Wieling neugierig auf Härtetest Spenge
Konzentriert. Der neue HSG-Kader hat einen Leistungsschritt nach vorn gemacht. Das gilt auch für Marian Stockmann.

  Am Samstag um 16 Uhr steht dem Team nun der erste Härtetest bevor. Bei der Rückkehr in die Halle Nord empgängt die HSG in der ersten Runde des DHB-Pokals den Drittligaabsteiger und neuen Ligakonkurrenten TuS Spenge. „Das Spiel kommt zum genau richtigen Zeitpunkt“, ist der 48-jährige Wieling gespannt und neugierig darauf, wie sich „seine Jungs“ nach zuletzt guten Testspielergebnissen gegen tieferklassige Gegner nun in einer echten Wettkampfsituation gegen einen bärenstarken Gegner präsentieren.

 Denn die Gäste haben Ansprüche und Strukturen aus der dritten Liga erhalten und trainieren unter Trainer Heiko Holtmann weiter viermal pro Woche. „Da können wir erstmals sehen, wer im Ernstfall noch mehr aus sich rausholt und wer eher darauf aus ist, Misserfolge zu vermeiden“, sagt Wieling. Dem Bielefelder ist ganz wichtig, dass das Team auch in den Spielphasen, in denen der Gegner die Oberhand hat, den Kopf nicht in den Sand steckt und bis zum Schluss an die eigenen Stärken glaubt.
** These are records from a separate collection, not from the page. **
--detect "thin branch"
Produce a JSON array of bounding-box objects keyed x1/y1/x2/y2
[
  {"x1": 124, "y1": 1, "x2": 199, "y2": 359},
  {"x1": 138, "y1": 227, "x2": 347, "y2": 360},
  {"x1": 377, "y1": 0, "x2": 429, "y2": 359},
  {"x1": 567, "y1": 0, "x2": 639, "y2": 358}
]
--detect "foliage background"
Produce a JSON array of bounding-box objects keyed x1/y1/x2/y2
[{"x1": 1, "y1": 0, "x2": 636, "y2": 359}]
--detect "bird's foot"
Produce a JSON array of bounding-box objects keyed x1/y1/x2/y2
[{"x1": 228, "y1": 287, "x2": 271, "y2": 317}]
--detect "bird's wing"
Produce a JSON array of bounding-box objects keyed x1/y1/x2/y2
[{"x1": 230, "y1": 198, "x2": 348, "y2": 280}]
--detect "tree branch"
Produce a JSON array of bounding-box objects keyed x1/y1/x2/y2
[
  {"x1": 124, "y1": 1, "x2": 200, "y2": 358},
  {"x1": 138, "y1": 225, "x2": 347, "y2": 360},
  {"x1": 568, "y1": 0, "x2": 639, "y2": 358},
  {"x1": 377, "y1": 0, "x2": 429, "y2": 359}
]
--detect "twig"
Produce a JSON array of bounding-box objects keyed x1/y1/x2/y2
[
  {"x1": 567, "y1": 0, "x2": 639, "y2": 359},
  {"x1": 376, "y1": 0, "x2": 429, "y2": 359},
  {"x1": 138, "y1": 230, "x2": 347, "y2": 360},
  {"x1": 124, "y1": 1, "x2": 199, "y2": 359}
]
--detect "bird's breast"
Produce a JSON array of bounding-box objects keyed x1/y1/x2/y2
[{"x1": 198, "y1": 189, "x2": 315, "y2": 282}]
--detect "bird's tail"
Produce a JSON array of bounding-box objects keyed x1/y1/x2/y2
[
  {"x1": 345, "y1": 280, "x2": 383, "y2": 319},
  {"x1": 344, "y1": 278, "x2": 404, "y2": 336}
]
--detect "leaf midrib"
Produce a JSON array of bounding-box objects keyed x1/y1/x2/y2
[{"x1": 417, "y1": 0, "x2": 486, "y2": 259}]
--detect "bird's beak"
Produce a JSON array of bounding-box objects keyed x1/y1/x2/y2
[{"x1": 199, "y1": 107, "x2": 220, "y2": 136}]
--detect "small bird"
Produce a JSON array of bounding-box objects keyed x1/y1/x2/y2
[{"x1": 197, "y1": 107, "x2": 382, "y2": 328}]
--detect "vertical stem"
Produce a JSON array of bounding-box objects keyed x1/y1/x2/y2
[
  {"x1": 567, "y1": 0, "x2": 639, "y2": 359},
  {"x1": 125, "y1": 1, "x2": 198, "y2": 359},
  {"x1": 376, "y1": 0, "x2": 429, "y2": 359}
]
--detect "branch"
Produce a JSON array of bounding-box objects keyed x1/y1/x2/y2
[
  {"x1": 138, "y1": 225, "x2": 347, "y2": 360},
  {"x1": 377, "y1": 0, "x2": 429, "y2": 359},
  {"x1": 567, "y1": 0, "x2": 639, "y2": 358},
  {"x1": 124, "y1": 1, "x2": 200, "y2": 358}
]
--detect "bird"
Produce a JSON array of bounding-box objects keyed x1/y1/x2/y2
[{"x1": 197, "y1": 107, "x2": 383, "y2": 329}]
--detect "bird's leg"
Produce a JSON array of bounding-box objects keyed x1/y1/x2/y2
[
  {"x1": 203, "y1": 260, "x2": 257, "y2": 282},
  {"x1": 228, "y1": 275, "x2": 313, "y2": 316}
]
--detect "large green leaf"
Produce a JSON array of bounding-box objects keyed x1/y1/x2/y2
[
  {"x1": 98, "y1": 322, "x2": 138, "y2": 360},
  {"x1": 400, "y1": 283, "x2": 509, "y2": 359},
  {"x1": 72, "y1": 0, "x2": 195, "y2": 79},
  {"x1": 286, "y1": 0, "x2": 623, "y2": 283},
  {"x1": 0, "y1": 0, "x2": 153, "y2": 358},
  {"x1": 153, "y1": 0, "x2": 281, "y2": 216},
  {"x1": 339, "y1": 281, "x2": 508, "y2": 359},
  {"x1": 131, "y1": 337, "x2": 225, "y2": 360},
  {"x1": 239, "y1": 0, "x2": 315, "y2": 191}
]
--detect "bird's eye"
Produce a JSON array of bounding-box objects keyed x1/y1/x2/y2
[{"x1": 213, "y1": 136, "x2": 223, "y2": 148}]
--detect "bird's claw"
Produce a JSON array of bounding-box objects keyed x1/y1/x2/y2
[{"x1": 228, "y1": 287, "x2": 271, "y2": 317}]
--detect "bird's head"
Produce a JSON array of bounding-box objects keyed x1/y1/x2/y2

 Hilfreich sein können dabei die flachen Hierarchie-Strukturen der jungen Mannschaft. „Sie versuchen viel im Team zu erarbeiten, da wird die Verantwortung nicht auf ein paar laute Leitwölfe abgewälzt. Das ist eine sehr reizvolle Konstellation, auch wenn vielleicht einer fehlt, der mal für ein Hallo-Wach sorgt“, nimmt Wieling in dieser Hinsicht sich selbst und seinen „Co“ Philipp Christ in die Pflicht.

 Helfen soll der HSG beim Versuch, die zweite Runde zu erreichen, bei der die Erst- und Zweitligisten ins Geschehen eingreifen, eine volle Halle. „Insgesamt habe ich ein gutes Gefühl. Und je mehr Erfolgserlebnisse wir haben, desto stabiler werden wir“, bilanziert Wieling.

Gefeiert wird nach Abpfiff aber auf alle Fälle. Denn die Mannschaft schlägt geschlossen bei der Geburtstagsparty des seit Mittwoch 50 Jahre alten Betreuers Michael Kramer auf.